Semantic segmentation & U-Net
Before we begin
Semantic segmentation assigns a class label to every pixel — sky, road, person — without distinguishing two people as separate instances.
Learning objectives
- Contrast segmentation vs classification vs detection.
- Explain encoder–decoder and skip connections.
- Walk through U-Net architecture.
- Know when dense prediction needs full-resolution output.
Dense prediction
Input: image. Output: label map (or logits).
Encoder downsamples (max pool / stride conv) → larger receptive field, smaller spatial size.
Decoder upsamples (transpose conv / bilinear + conv) → recover resolution.
Figure
Encoder–decoder with skips
U-Net
Proposed for biomedical segmentation; now ubiquitous.

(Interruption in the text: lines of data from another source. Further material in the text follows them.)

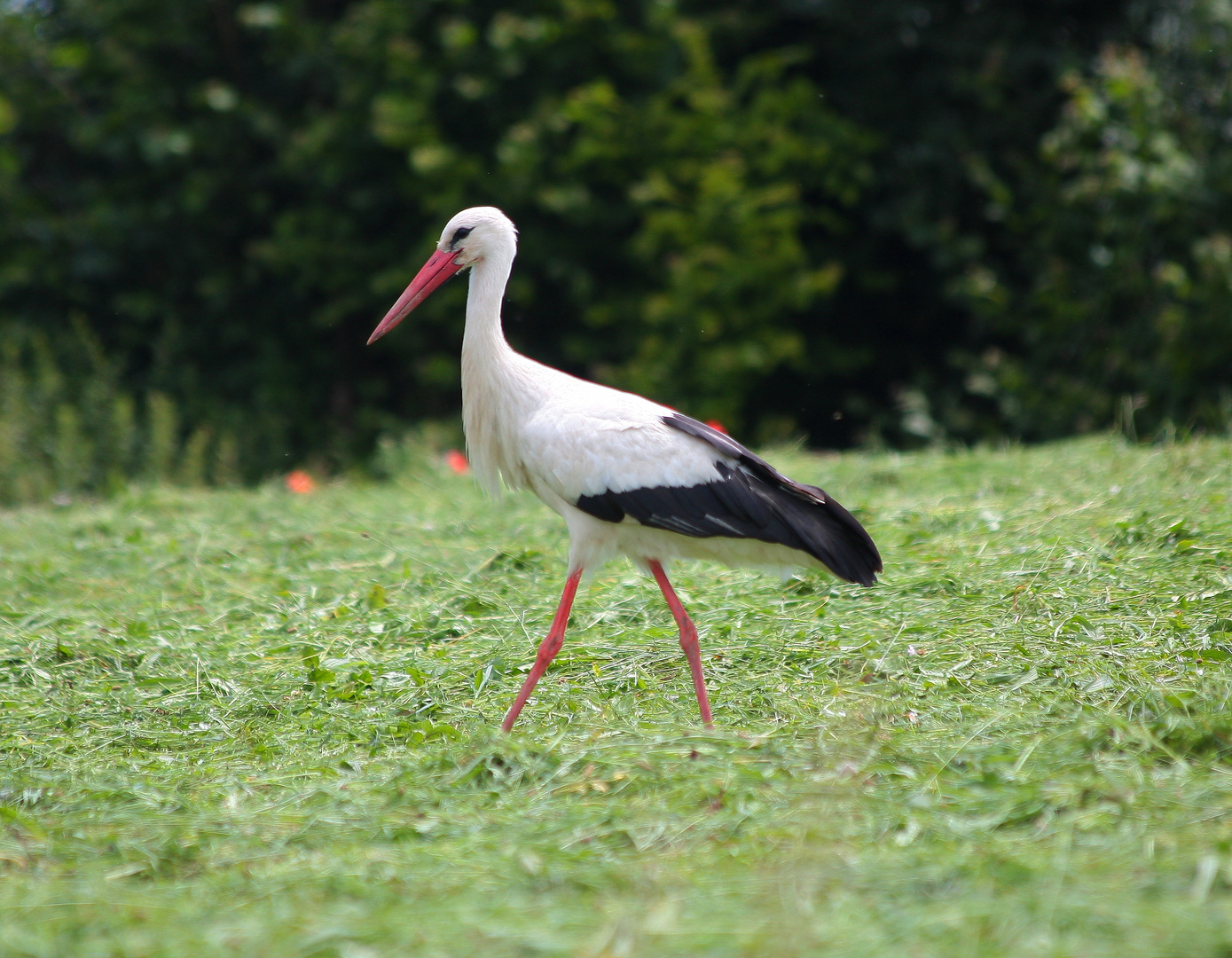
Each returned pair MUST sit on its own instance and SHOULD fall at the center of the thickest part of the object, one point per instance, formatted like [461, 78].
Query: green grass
[257, 724]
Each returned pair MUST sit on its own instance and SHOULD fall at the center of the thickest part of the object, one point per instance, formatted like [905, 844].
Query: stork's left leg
[548, 648]
[687, 638]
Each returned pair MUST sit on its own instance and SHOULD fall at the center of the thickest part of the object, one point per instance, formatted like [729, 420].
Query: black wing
[750, 500]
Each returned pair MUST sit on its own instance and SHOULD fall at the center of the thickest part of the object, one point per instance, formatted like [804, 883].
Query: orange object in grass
[300, 483]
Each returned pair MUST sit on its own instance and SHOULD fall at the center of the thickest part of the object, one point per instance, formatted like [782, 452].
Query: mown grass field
[247, 723]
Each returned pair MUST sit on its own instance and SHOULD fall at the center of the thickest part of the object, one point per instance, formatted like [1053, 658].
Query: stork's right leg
[548, 648]
[687, 640]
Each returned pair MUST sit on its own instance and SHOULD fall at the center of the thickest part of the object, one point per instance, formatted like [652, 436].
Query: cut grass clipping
[250, 723]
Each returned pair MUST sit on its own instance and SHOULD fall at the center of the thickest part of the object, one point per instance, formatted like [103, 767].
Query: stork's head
[475, 234]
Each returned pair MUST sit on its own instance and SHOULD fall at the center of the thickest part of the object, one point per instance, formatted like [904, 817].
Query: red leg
[687, 640]
[548, 648]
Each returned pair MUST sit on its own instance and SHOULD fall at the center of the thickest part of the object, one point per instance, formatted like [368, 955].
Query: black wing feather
[751, 501]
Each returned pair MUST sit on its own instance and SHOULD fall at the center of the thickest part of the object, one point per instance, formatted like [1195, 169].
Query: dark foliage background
[861, 222]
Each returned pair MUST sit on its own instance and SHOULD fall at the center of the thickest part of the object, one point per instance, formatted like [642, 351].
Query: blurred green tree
[807, 216]
[1129, 310]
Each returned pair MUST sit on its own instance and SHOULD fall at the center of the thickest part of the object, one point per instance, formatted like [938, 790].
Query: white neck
[484, 340]
[496, 398]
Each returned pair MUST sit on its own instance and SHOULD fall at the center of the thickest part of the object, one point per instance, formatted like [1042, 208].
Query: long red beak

- Contracting path: repeated conv + pool.
- Expanding path: upsample + concat skip + conv.
- Skips: preserve fine boundaries (organs, pet fur edges).
Training
Per-pixel cross-entropy over classes. Ignore index for void pixels if dataset provides it.
Augmentation: flips, scales, color jitter — labels must transform identically.
Beyond U-Net
FCN, DeepLab (atrous conv), SegFormer (transformer encoder) — same dense prediction goal, different encoders.